Last week's column is live, and has been for about six days now. What can I say, I'm supremely lazy. Actually, the holiday caught up with me, but since all I did was goof off for four days, that still qualifies as "lazy," at least as far as updating the blog goes.


Anyway, the column is live. It's sort of a riff on a previous column I wrote that dealt with a trio of movies that had different titles, but the same plot: rich jerk meets dying chick. They were disturbingly similar, so I just tried to keep track of the little differences.
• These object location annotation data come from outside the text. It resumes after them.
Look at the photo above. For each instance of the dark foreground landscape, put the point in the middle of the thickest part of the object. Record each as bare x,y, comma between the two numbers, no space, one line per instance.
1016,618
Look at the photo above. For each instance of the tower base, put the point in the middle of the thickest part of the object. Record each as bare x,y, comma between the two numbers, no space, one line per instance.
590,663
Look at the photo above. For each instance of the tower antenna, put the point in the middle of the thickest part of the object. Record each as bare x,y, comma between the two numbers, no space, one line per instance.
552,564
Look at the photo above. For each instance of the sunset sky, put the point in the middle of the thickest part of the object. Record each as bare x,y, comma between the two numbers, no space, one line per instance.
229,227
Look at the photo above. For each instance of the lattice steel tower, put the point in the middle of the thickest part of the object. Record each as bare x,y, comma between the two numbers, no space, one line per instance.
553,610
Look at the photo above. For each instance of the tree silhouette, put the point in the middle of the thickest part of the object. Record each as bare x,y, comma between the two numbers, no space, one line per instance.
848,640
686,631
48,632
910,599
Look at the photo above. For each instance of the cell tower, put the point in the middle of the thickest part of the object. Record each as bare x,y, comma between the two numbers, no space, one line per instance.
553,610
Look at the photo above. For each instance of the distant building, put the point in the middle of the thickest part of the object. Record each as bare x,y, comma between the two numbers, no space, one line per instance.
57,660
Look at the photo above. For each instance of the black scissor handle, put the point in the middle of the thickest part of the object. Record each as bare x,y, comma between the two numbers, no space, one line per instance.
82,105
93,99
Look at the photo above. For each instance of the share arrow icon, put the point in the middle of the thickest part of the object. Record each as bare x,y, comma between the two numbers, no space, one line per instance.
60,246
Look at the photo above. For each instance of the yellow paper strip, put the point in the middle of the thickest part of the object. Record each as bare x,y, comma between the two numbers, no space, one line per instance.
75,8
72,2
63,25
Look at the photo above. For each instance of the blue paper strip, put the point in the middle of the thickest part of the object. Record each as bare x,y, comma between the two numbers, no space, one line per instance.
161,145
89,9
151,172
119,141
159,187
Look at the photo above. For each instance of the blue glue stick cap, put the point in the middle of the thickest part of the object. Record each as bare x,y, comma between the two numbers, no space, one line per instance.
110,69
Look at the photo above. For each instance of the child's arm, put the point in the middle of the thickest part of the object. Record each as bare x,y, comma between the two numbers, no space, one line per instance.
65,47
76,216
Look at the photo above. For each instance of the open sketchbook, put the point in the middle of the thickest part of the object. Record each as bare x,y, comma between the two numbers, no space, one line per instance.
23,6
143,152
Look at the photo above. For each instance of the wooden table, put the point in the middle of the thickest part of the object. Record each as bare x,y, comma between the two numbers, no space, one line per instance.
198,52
It turned out to be one of my favorite columns.

This time, I remembered a trio of Mars-related movies released not long ago: Red Planet, Mission to Mars, and Ghosts of Mars (or, more properly, "John Carpenter's Ghosts of Mars" -- how that man's name is a marketing tool after some of the dreck he's made, I have no idea... maybe it's a legal requirement, sort of like the Surgeon General's warning on cigarettes). The trouble was, the first two are really similar, semi-realistic films (well, except they both feature sound in space) about missions to Mars, while the third is a really, really dumb action movie that just happens to take place on Mars. It kind of undercut the concept a bit.

So while the blatant difference in the plot required me to jettison a few choice categories, it did, however, allow me to cut loose a bit on the ones I kept. For instance:
Glaring Scientific Error: Mars is not, in fact, populated by homicidal music video extras.
Anyway, I'm off to work on this week's piece...

Wednesday, July 06, 2005

We'll Report on Anything!

Proving that if a celebrity says it, it's news, IMDB's WENN celebrity news passed along this nugget:
Movie beauty Kate Hudson and her rocker husband Chris Robinson have agreed to end their five-year marriage if either of them commits adultery.
They have also agreed to end their marriage if either one of them dies. More obvious news at 11.